For instance, the standard Unity terrain shader with 4 splats uses 4 texture samples per pixel per texture type (so, if you are doing 4 splats with diffuse + normal, that’s 8 texture samples per pixel). If you go to 8 textures, then it draws the terrain twice, making diffuse + normal take 16 texture samples per pixel. If you add a specular component, that would be 24 samples per pixel for an 8 layer terrain with the mesh being drawn twice.

MegaSplat offers several packing modes for textures, allowing you to optimize the number of samples based on what you really need. For instance, one packing gives you per pixel albedo, normal, roughness, and either ambient occlusion or metal packed into just 2 textures.
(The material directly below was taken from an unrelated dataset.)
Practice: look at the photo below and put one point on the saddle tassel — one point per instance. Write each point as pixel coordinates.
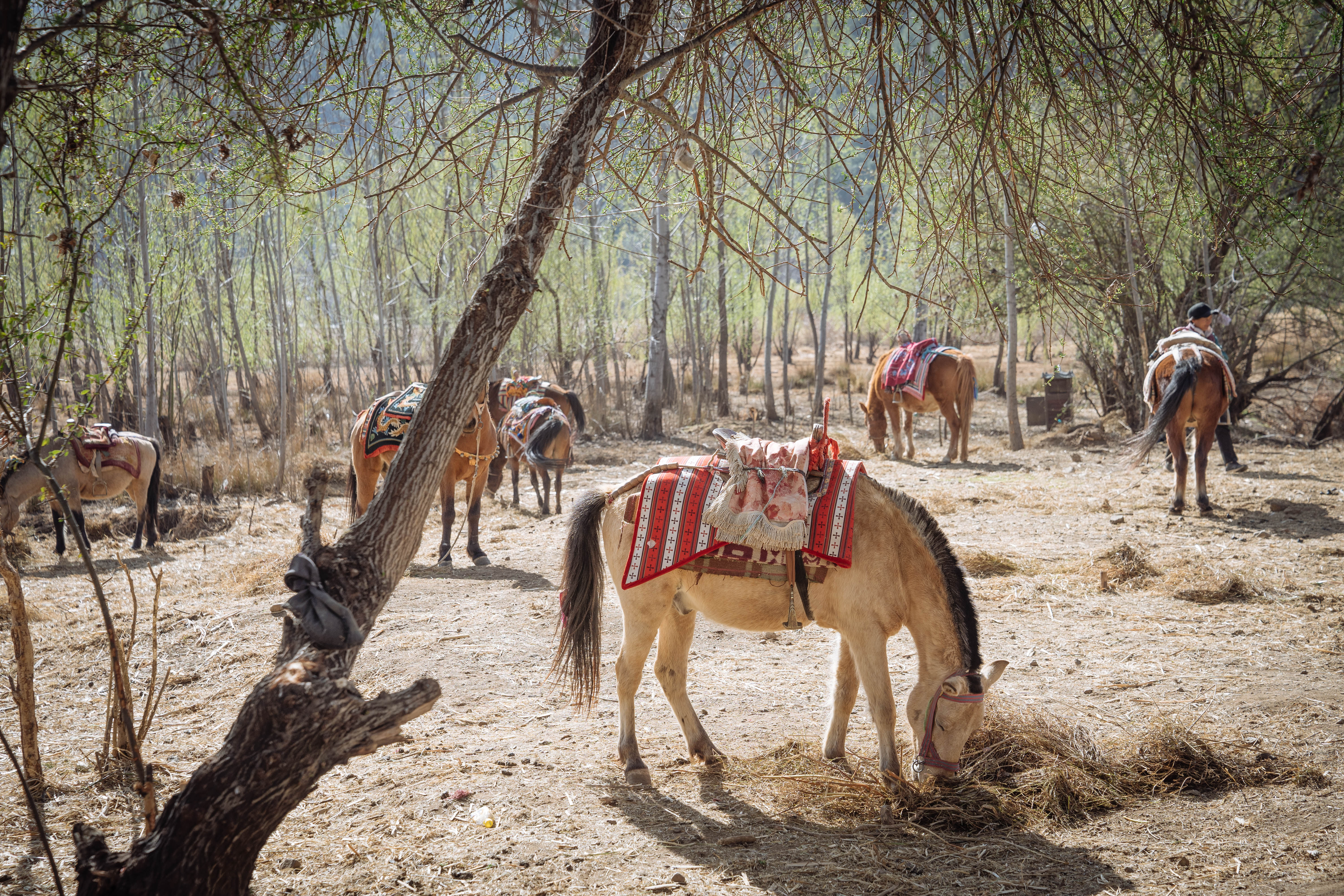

Under this packing it takes just 12 texture samples per pixel, which is the same cost as Unity’s shader doing only 4 textures. Compared to Unity’s 8 texture mode, it’s half the number of samples, and your doing it all in one pass. It doesn’t matter if you have 1 textures or 250 painted onto the mesh, the number of samples is the same. The only real cost of painting extra textures is the bandwidth cost of accessing that much texture memory, and how much this hurts will be highly dependent on texture compression formats (DXT is either 8:1 or 6:1, while formats like PVR are 16:1 or 12:1, which is much smaller) and hardware bandwidth.

Now, if you turn on parallax mapping, triplanar or flow mapping, etc, things can start to add up quickly. At the bottom of the shader is a display which tells you how many texture samples you are performing per pixel, which should give you a pretty decent idea of cost.

I’m not familiar enough with RTP to use it as a performance comparison.